That is all just the outside of the medina.  Inside its narrow crowded by-ways are the lanes of shops, some covered with canvas across the top, many filled with tourist wares but others servicing the needs of the local inhabitants, hardware shops, small food stores, bakeries, shoe and clothing merchants.  Small restaurants are nestled in nooks and crannies and sometimes donkeys as well as bicycles and the obnoxious fume-emitting motorcycles that are a main form of transportation here despite the crowds on the same routes.  There is a small square filled with spice merchants together with made-for-tourists wooden camels and donkeys, another of antique dealers, a lane specializing in leather goods of handbags and tooled ottomans, and section of a few more high-end shops with trendy clothing.   

 

Family homes have been turned into bed and breakfast hotels or Riads, both basic and elaborate.  The Riad Hamdane where we first stayed was peaceful and enjoyable with a center courtyard and a rooftop eating area; the second place where some of us stayed, the Riad Andalla Spa, was elegant and beautiful, with Marge/Rae in a gold palace of a bedroom and myself in an all white Arabian nights dream.

Street of Riad Hamdane

At Riad Andalla Spa

My White Room at Riad Andalla Spa

And many kinds of museums.  Carol and I went to a private rag rug museum in a magnificent old renovated home, the collector happy to tell us the story of some of the wonderful specimens he found of this art form of rural life, and a new Women’s Museum displaying artifacts and arts by and about Moroccan women.

At Boucharouite Museum

March, Rae and I walked one morning through to the City walls enclosing the Medina, right inside of which was the Moroccan tannery, still functioning, filled with men carrying skins in and out, and far less odorous then its counterpart in Fes.  I asked about this and was told — this is a Berber tannery which is different — but in what way I do not know although it did not smell as offensive.

Loading the leather skins

In the old tannery part of town near the Northern border of the Medina

As a group we visited the Bahia palace, the result of greed and the usurping of power at the end of the 19th century.  Leaving lasting beauty at the expense of the populace.

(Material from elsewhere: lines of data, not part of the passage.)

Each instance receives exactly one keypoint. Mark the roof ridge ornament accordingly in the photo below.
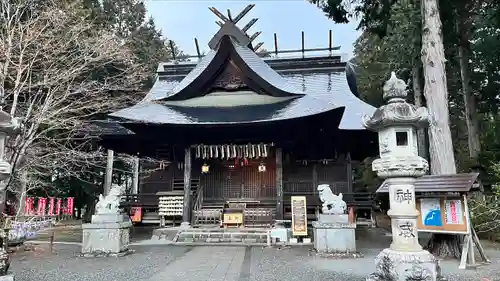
(228, 27)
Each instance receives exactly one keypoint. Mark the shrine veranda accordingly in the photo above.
(236, 131)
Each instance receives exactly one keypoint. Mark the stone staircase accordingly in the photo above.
(210, 236)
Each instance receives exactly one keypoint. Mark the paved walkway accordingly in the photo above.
(166, 262)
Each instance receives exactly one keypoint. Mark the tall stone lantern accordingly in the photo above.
(396, 124)
(8, 126)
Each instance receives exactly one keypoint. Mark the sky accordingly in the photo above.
(182, 21)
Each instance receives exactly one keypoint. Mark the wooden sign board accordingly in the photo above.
(136, 214)
(443, 215)
(299, 216)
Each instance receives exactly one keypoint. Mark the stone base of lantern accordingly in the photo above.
(8, 277)
(402, 266)
(334, 234)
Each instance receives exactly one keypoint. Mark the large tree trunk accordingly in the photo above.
(23, 192)
(470, 102)
(442, 159)
(436, 91)
(419, 101)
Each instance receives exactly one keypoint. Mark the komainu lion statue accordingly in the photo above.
(332, 204)
(110, 204)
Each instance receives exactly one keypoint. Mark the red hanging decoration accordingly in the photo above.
(58, 206)
(41, 206)
(69, 206)
(28, 206)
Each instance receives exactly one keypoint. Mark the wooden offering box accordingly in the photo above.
(233, 216)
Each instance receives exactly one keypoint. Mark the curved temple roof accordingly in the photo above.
(301, 94)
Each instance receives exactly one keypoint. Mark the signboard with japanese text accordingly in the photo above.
(443, 215)
(299, 216)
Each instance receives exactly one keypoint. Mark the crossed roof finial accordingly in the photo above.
(228, 27)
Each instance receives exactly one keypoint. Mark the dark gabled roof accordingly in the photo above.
(320, 88)
(257, 74)
(440, 183)
(104, 127)
(154, 112)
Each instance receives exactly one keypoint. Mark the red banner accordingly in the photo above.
(58, 206)
(28, 206)
(51, 206)
(41, 206)
(69, 206)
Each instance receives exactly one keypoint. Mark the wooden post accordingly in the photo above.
(279, 183)
(315, 176)
(109, 172)
(51, 241)
(349, 172)
(186, 220)
(135, 177)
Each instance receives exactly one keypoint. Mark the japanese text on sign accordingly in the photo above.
(406, 230)
(403, 195)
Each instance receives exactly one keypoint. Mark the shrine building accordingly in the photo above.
(246, 128)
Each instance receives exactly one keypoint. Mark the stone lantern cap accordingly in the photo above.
(397, 112)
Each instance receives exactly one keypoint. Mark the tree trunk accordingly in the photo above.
(470, 101)
(442, 159)
(436, 91)
(417, 93)
(89, 209)
(23, 191)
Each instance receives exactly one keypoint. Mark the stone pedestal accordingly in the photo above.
(403, 266)
(107, 234)
(8, 277)
(334, 234)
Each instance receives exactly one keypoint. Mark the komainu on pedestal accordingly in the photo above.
(333, 233)
(108, 234)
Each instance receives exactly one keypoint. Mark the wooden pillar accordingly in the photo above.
(135, 176)
(315, 176)
(279, 183)
(349, 172)
(109, 172)
(186, 211)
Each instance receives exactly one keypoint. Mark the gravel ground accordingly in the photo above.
(165, 263)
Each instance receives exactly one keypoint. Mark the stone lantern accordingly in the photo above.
(396, 124)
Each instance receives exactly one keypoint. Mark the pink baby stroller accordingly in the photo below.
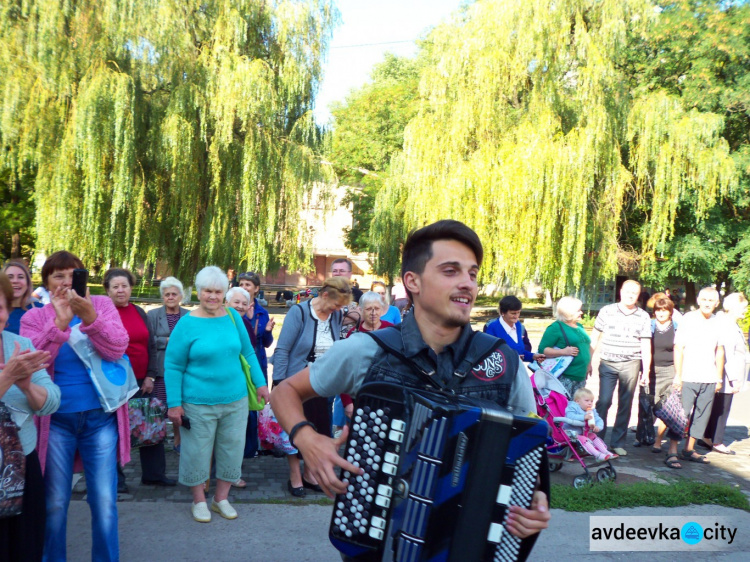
(551, 401)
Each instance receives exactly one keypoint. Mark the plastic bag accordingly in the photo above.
(12, 466)
(114, 381)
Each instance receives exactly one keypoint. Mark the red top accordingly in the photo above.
(137, 350)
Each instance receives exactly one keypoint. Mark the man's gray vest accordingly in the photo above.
(486, 368)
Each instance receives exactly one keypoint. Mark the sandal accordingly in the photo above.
(672, 461)
(692, 456)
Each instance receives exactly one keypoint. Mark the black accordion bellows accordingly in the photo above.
(440, 471)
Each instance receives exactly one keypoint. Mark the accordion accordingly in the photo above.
(440, 471)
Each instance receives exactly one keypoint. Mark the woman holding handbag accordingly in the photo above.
(207, 393)
(309, 330)
(80, 432)
(25, 389)
(663, 329)
(568, 337)
(142, 354)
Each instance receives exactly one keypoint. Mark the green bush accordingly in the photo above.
(609, 495)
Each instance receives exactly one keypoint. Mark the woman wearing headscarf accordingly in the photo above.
(309, 330)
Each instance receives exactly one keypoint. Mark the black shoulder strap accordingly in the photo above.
(389, 340)
(565, 336)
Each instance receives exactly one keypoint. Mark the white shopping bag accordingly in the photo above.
(114, 381)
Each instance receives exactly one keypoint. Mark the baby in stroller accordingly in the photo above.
(585, 423)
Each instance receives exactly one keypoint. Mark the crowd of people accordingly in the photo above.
(191, 361)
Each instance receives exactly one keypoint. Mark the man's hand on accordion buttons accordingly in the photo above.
(526, 522)
(321, 456)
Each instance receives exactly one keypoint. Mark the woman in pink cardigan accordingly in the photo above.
(80, 426)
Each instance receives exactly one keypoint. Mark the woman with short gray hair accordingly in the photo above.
(207, 392)
(567, 337)
(735, 307)
(161, 322)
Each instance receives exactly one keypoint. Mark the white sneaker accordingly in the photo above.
(223, 508)
(201, 513)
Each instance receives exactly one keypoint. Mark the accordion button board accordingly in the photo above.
(438, 474)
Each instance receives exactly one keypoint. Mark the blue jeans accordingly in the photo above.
(94, 435)
(339, 417)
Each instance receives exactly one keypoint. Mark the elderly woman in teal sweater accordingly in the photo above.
(207, 392)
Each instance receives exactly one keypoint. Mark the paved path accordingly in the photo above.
(287, 533)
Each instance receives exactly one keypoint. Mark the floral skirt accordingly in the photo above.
(272, 435)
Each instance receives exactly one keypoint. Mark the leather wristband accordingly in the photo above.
(296, 428)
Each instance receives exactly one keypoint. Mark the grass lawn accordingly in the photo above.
(609, 495)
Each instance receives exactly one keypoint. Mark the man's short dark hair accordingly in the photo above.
(59, 261)
(510, 304)
(418, 246)
(347, 261)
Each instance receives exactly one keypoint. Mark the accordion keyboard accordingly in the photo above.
(375, 445)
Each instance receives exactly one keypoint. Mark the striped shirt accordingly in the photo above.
(622, 331)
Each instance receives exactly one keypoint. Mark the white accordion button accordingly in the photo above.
(376, 533)
(389, 468)
(503, 495)
(396, 436)
(496, 531)
(384, 490)
(391, 458)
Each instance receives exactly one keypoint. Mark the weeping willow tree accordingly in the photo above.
(528, 132)
(171, 129)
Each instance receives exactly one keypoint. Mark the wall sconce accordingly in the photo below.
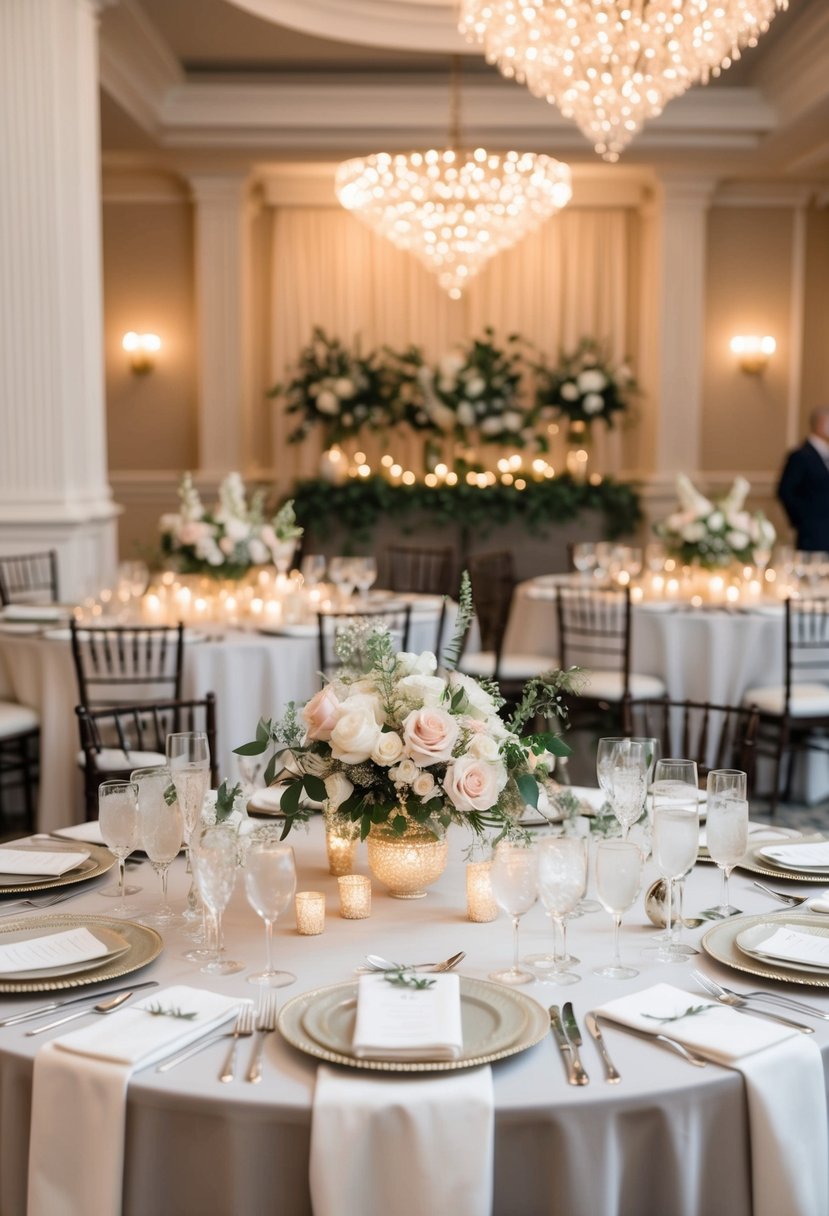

Separately we visited the great Marjorelle Gardens and Yves St. Laurent Museum, both the result of preservation efforts by the Parisian designer and his life partner.   Marrakech is a large city, and while we inhabited only its old center, there is as well an ever growing modern metropolis, with apartment buildings and shopping centers, like everywhere in the world.

In the Majorelle Gardens trimmed everywhere by Marjorelle Blue accents.

I wonder, of course, what it was like here before the great waves of tourists and imagine less crowds but also less women, although the medina has maintained its shape for centuries, only the wares for sale changing with the tastes of the visitors.

Woven ottomans for the tourists. I bought two which now sit in my grandkids rooms!

Traditional pottery for sale

Local food market

The communal bakery in the old medina

Dyes on sale

Our last night together in Marrakech was rainy and cold so our outside farewell dinner in the dark square, which was mainly meat, had some drawbacks but, as always, we enjoyed each others company.

Our outside restaurant

 

At the end of our journey some of us returned to Marrakech and I spent a day on my own when I visited a large old palace area, EL Badii, mostly ruins but with a beautiful panorama of the old city. 

El Badii Palace with nesting storks

El Badii Palace with snow covered High Atlas Mountains in Distance

Nearby I visited the ancient Jewish sector with two old synagogues, one just a shell, and the other open mainly for tourists, but it was a good conclusion to this spectrum of experiences that was our journey together.